Why do you have four different representations of Dot graphs?

graphviz has four different representations of Dot graphs. Apart from the reasons given before, the canonical implementation was the original representation, whereas the generalised one was only introduced in the 2999.8.0.0 release and the other two in the 2999.12.0.0 release.

Note, however, that I was thinking of adding something like the generalised implementation back around the time of the 2999.0.0.0 release, yet people didn't like the idea.

The graph-based implementation was added solely so I could write an (as-yet finished) tutorial, and thought others might find it useful. The monadic implementation came about as an attempt to encourage more people to use graphviz rather than other libraries such as dotgen, and I thought a nicer way of writing Dot graphs might help (the initial plans involved complicated type-hackery to try and almost make it a DSL for actual Dot code; however it ended up being too complicated and unwieldy).

Why are only FGL graphs supported?

Love them or hate them, FGL currently provides the best graph datatype and library available for Haskell at this time. As such, if any one graph type had to be chosen to have conversion functions written for it then FGL is the best option. Furthermore, I needed FGL graph support (which is the much more important reason!).

Why are the version numbers so high?

To make sure the latest release has the highest version number: Matthew Sackman originally made releases with date-based versioning, but when I switched to using the package versioning policy I had to change this. I could have started with 2010.x.y.z or so, but at the time I had initial hopes of introducing compatibility with other graphs (not just FGL ones) soon and wanted to make that the 3000.0.0.0 release; however that has not yet come to pass.

Why do you use the American spelling of colour in graphviz?

Because that's how Graphviz spells it, and I was following upstream to avoid confusion.

Bugs, Feature Requests and Development

Do you have any future plans for graphviz?

Yes, I do! See the TODO file for more information.

Does graphviz have a test suite?

Yes, there is, using the in-built support for test suites in Cabal:

cabal install graphviz --enable-tests

Then run the graphviz-testsuite executable. This test suite uses QuickCheck to ensure that graphviz can parse the Dot code it generates (as well as a few other things). Note that it isn't perfect: there are no guarantees that the Dot graphs that are generated are indeed valid, and those more extensive tests are not yet available.

Furthermore, you can do more controlled testing to try and track down the source of a bug as the above flag will also expose several testing modules which give you access to the various tests used as well as the Arbitrary instances for use with QuickCheck.

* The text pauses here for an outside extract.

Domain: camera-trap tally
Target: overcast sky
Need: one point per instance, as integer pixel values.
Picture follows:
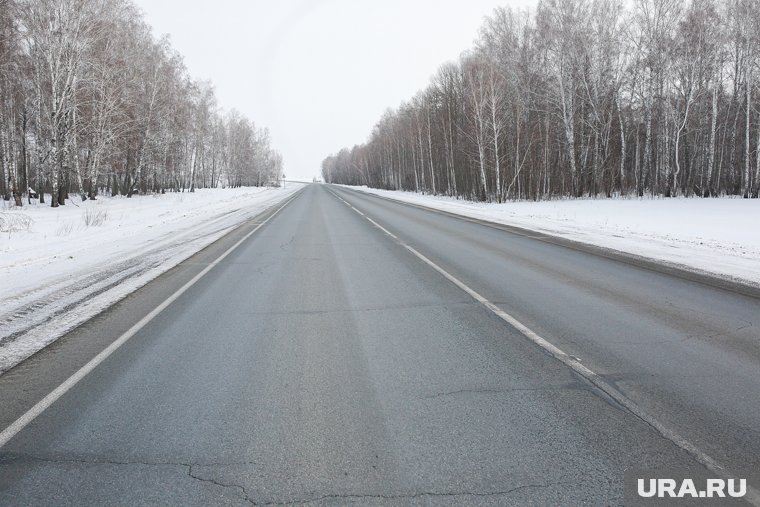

For proper testing of real-life Dot code, there is also the TestParsing.hs script that comes in the graphviz tarball (but is not installed). Once you have graphviz installed you can just run this script, passing it any files containing Dot graphs you wish to test. It will attempt to parse each Dot graph as a Generalised.DotGraph, and then test to see if the canonicalised form is parseable as a DotGraph.

I've found a bug!

Oh-oh... please file a report at the GitHub repository to tell me the specifics of what you were doing (including the Dot file in question if it's a parsing problem) and I'll get right on it.

I have a feature request.

Is it in the TODO? If not, file an issue at the GitHub repository and I'll consider implementing it (depending on time and how well I think it will fit in the overall library).

I want to help out with developing graphviz.

Great! Whether you have a specific feature in mind or want to help clear the TODO list, please create a pull-request on the GitHub repository.

What is the purpose of the AttributeGenerator.hs file?

Graphviz has a large number of attributes. Rather than try to edit everything manually each time I want to change how I use the large Attribute datatype, the AttributeGenerator script generates the datatype, instances, etc. for me.